With another year of training underway, I decided to create some baselines to work with. This involved figuring out my specific zones for each discipline. I have sort of done this in the past, but never really knew what I was doing or really used the results beyond the test. However, now that I have a power meter, I figure that I better actually make the most of it.
There are numerous different ways to calculate your power & heart rate zones and I decided on using Joe Friel’s method which you can read about here in detail if you want.
I did the bike test first. This involved 30 minutes of pure pain on the trainer last week – 20 minute warm up, 30 minute time trial, and then a 10 minute cool down. Using the Friel method, your FTP is your average power over the 30 minute time trial. A lot of methods use a 20 minute time trial effort and then taking 95% of your average power as your FTP. In the end, both test appear to have given similar results.
You can see where the pain occurred.
I definitely started out too hard and then began to fade off a bit towards the end. Also, I couldn’t seem to find a single gear to hold. In one I would struggle to keep 90RPM and the other I was spinning out at 105RPM. So, I started to switch back and forth between gears each minute as you can see by the peaks and valleys.
In the end, I finished with an FTP of 275W and a power to weight ratio of 3.7 which puts me in the range of a “good” Cat 3 rider. I’ll take it!

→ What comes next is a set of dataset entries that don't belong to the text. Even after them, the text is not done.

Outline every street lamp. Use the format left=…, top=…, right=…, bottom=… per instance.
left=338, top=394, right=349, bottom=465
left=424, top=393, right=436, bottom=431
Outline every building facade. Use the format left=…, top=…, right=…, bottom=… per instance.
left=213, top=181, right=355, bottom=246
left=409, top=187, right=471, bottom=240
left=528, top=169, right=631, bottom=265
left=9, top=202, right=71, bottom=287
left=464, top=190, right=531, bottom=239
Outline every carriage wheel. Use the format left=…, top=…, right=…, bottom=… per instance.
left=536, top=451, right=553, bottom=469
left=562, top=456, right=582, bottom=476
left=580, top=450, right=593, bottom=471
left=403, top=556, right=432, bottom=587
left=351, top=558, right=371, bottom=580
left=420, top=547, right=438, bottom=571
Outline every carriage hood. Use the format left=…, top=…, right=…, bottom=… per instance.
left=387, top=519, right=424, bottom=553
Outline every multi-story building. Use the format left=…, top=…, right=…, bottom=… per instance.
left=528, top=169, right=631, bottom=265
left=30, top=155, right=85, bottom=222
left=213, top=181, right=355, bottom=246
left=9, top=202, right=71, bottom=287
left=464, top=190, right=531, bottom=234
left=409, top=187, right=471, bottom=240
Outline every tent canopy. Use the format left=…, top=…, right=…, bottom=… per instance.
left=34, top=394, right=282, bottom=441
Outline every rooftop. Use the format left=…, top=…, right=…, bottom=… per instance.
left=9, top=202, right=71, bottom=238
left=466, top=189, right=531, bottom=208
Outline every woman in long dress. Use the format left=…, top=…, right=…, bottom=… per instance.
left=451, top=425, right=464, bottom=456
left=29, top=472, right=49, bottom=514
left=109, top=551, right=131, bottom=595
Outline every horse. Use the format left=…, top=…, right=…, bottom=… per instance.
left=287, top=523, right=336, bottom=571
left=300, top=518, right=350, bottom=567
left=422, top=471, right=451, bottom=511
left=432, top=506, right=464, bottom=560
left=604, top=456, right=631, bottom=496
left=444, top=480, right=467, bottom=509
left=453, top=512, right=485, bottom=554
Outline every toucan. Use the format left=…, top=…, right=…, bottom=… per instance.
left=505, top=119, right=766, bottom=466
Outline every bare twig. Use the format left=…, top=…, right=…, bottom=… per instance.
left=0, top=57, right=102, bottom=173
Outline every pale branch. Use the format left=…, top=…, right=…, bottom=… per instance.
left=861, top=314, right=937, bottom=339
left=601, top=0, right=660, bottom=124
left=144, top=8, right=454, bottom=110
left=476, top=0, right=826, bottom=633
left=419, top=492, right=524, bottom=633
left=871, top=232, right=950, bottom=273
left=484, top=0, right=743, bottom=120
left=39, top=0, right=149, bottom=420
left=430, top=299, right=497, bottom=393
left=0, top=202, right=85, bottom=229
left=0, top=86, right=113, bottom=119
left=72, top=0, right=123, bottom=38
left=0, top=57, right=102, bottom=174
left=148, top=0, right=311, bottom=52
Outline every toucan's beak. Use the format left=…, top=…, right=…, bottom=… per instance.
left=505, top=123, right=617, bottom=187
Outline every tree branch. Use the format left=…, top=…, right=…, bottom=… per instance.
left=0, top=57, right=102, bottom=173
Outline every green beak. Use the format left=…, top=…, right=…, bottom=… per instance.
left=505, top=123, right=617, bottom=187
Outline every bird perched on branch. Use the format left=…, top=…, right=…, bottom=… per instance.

Broken down, my new power zones are as follows:
Zone 1: 151 or less
Zone 2: 151 – 203
Zone 3: 204 – 244
Zone 4: 145 – 289
Zone 5: 290 – 330
Zone 6: 330 +
I have an outdoor time trial this weekend and it will be interesting to see how my numbers compare in an outdoor, race setting.
There was a minor fail I the test though. I forgot to wear my HRM. Doh! With the power data, I shouldn’t have to worry about HR zones too much on the bike, but it would have still been good to have.
As for the running test, I did that tonight on the treadmill. The Friel method also uses a 30 minute test for the run. However, with the run test, the first 10 minutes of the test are thrown out and only the final 20 minutes are used.
I started off with a 15 minute warmup at 8min/mile pace before ramping it up to a 7min/mile pace. Then, for next 30 minutes, I bumped up the pace gradually every 5 minutes until finishing at a 6min/mile pace.
In the end, I finished with an average heart rate of 157bpm for the final 20 minutes.
Using Friel’s calculations, my new heart rate zones are as follows:
Zone 1: 0 – 133
Zone 2: 133 - 140
Zone 3: 141 – 147
Zone 4: 148 – 155
Zone 5a: 157 – 160
Zone 5b: 161 – 166
Zone 5c: 167 +
I hadn’t planned on doing a swim test, but I actually realized that I did one without knowing it. The Friel method recommends doing a 1,000yd time trial and dividing your time by 10 to calculate your T-time. As luck would have it, I just recently did an indoor triathlon with a 15 minute all out swim. I was timing my own laps using my stopwatch and hit the 1000 mark in 14:15. That puts me at a T-Pace of 1:26/100 yards.
So, testing is complete. Time to
start continue to build!
Do you do FTP or HR testing? If so, what method do you use? How often do you repeat the tests?